Oct 27 (Reuters) – French automotive supplier Valeo (VLOF.PA) On Thursday, it said it was confident in its ability to meet its full-year targets as it reported third-quarter sales slightly above expectations.
The group, which specializes in the design, production and sale of components and services for the automotive sector, confirmed its forecast for 2022 based on estimates from S&P Global Mobility, which tracks data and predicts automotive production.
This month’s business information provider provide global light vehicle production is expected to reach 81.8 million this year, and sees it rise to 85.3 million in 2023.
“The programs we receive from our customers remain solid at the end of the year,” said general manager Christophe Périllat during a call.
Périllat added that the group had seen an acceleration in sales in September and no order cancellations from its customers, and expects this trend to continue in the fourth quarter.

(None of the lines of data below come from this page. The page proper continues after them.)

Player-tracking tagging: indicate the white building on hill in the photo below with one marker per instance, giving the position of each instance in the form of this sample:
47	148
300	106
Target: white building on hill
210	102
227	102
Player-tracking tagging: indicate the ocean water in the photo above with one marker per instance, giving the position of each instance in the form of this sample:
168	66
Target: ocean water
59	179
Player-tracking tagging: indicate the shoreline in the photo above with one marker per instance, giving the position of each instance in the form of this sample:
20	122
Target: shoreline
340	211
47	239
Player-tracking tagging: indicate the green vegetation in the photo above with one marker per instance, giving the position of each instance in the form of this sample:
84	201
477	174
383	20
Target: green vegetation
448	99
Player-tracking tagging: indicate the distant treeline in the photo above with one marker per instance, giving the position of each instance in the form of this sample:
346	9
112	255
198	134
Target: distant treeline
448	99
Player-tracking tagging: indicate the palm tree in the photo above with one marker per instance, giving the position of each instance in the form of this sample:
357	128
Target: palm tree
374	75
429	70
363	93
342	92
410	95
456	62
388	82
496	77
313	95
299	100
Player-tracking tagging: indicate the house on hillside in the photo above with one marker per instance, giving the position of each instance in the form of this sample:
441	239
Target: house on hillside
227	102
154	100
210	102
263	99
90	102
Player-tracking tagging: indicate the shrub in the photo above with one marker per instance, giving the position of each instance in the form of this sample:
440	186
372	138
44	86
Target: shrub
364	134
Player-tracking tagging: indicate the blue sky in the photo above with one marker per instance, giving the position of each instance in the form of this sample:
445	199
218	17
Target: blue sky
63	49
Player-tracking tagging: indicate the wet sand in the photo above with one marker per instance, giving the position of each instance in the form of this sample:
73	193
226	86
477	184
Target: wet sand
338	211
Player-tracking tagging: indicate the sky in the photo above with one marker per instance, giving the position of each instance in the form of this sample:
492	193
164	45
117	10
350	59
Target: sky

Third-quarter sales were 5.26 billion euros ($5.26 billion), ahead of the 5.23 billion euros expected on average by analysts in a consensus compiled by the company.
Valeo said changes in exchange rates due to the depreciation of the euro against the US dollar and the Chinese yuan had a positive impact of 6% on its quarterly sales.
The French company forecasts total sales in 2022 of between 19.2 and 20.0 billion euros, and a basic profit margin in the range of 11.8% to 12.3%, lower than the 13.4% displayed in 2021.
Périllat added that the group is insulated from rising energy costs, having signed long-term contracts when prices were low in early 2020, many of which protect it for 2022 and into 2023.
Europe is facing energy shortages as Russia cuts its gas supplies, driving up costs and putting further pressure on the tight supply chains auto parts makers rely on to produce their components.
In 2023, Valeo sees an impact of 60 million euros on its energy bill from the rise in electricity and gas prices. This would be up 30% compared to its energy bill in 2021, which it considers a “very satisfactory” ratio.